DEPARTMENT OF BIOCHEMISTRY, CELL AND MOLECULAR BIOLOGY
ISOLATION, PURIFICATION AND CULTURING OF NON-PATHOGENIC FUNGI (OOMYCETES) FROM A NATURAL SOURCE.
Picking out a fungi source.
The first part of the experiment which was done in practical one involved scouting the area to identify leaf’s that showed visible signs of fungus infection. A good example of such a leaf was identified, plucked and brought into the laboratory for testing. Before plucking however, photographs of the parent plant in its natural environment was taken.
Growth Medium and Antibiotic preparation.
A second team who stayed in the laboratory were concerned with preparing the growth media and the antibiotic solution used to prevent bacterial growth in the culture.
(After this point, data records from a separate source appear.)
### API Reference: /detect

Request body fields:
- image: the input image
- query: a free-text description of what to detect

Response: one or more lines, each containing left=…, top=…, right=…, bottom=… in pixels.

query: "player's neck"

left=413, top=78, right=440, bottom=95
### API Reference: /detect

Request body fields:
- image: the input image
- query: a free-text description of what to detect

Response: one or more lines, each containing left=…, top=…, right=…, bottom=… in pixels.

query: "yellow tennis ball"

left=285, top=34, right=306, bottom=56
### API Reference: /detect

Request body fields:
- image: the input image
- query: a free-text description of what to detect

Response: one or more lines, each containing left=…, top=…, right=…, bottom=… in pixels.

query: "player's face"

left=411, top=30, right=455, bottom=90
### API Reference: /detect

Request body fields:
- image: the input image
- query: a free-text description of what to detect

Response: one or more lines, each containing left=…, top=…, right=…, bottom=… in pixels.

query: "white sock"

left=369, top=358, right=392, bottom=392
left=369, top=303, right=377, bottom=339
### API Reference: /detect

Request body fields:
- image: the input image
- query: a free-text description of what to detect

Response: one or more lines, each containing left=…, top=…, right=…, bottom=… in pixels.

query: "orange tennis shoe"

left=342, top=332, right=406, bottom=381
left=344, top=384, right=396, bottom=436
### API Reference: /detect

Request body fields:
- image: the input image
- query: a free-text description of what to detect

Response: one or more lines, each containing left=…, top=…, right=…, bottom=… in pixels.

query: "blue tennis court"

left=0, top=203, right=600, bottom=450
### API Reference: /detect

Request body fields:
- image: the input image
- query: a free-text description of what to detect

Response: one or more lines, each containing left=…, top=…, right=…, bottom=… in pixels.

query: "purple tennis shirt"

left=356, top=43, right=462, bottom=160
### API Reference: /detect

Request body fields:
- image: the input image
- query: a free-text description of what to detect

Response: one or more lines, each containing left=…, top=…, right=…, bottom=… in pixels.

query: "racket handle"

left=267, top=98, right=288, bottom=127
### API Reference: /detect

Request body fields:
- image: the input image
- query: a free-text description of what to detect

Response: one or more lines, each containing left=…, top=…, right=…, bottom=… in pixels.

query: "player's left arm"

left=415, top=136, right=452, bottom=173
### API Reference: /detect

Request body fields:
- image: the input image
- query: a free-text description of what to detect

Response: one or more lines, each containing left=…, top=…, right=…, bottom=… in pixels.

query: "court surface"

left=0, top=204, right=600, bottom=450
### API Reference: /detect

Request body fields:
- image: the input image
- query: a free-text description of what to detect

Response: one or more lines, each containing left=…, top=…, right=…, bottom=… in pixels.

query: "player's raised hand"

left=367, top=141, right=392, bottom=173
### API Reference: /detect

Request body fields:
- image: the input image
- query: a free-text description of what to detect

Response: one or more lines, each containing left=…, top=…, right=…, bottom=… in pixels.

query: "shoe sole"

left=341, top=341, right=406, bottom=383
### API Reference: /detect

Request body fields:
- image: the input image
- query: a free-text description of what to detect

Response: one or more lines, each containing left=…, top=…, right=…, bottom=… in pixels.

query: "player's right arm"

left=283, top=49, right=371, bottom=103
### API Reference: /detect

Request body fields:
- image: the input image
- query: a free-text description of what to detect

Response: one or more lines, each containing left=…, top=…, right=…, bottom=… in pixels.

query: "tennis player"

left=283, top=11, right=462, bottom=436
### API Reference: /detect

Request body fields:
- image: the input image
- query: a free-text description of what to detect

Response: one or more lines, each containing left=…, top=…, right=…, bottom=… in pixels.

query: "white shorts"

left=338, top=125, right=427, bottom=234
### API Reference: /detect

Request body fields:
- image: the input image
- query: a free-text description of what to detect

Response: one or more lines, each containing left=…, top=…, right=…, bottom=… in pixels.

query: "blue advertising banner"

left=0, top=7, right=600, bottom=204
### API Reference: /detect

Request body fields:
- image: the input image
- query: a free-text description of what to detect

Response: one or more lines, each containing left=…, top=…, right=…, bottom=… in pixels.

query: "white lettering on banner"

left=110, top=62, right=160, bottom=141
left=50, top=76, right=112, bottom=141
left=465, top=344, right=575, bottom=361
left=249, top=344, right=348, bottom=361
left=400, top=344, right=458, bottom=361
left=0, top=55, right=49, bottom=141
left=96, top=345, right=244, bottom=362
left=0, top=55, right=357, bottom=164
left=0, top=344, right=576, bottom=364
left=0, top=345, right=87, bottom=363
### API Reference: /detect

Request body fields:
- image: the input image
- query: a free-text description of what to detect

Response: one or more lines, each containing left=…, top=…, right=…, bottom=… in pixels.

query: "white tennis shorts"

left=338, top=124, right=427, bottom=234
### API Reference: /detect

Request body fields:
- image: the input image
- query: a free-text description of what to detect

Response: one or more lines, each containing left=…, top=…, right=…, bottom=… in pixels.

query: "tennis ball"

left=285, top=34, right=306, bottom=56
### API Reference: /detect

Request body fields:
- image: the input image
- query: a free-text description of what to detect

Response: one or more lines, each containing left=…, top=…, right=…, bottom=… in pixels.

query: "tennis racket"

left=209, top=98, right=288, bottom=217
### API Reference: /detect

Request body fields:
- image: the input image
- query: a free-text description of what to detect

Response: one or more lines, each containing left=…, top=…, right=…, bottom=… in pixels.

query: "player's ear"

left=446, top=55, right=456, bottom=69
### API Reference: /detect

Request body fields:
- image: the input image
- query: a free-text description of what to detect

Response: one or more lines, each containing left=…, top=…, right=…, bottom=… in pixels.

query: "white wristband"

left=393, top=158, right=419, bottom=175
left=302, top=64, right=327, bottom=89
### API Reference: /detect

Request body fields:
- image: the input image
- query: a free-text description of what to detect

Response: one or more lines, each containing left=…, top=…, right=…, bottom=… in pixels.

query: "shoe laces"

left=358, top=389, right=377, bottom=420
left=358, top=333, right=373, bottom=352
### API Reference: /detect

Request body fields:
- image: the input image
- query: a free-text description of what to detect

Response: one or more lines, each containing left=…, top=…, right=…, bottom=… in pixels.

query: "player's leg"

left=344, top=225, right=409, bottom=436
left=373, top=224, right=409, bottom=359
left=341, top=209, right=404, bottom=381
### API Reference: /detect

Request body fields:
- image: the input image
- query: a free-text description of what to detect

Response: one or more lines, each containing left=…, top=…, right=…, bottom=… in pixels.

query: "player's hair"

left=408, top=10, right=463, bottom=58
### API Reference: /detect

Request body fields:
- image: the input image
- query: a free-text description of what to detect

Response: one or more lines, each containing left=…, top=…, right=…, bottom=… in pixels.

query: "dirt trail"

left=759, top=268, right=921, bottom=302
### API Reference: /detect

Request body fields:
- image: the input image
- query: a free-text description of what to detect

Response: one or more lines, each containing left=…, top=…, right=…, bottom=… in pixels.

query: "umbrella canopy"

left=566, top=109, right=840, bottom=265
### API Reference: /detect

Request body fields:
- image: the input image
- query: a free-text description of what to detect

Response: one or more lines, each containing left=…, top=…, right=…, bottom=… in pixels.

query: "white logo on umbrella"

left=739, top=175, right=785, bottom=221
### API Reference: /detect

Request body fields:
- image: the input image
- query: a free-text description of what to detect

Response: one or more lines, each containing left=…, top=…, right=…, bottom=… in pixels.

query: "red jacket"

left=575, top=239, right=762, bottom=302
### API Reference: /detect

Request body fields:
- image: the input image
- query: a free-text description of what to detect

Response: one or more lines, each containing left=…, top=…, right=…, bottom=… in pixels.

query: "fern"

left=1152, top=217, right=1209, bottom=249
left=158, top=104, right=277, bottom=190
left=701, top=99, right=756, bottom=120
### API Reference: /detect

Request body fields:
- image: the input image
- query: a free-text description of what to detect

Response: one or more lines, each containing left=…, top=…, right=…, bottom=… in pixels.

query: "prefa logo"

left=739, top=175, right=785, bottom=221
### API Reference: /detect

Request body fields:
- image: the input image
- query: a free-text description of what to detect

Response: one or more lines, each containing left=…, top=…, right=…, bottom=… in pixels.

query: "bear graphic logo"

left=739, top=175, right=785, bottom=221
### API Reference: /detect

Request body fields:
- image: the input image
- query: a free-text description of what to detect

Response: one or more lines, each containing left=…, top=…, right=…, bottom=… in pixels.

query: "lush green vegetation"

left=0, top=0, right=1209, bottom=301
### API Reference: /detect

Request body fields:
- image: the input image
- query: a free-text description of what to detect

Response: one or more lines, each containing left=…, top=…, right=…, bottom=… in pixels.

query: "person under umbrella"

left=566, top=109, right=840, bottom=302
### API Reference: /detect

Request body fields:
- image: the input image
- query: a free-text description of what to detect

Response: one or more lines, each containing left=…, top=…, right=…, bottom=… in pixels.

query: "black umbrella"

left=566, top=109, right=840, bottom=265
To prepare the media, 65g of Sabouraud dextrose agar that contained 15g of agar in 1 liter giving a concentration of 1.5% was used. However, because this growth media was too soft for the purposes of this experiment 5g of normal agar agar was added to harden the media.
An amount of antibiotic stock was prepared, sterilized and added to the molten agar. This was used to prevent bacterial growth since we aimed at growing only fungi.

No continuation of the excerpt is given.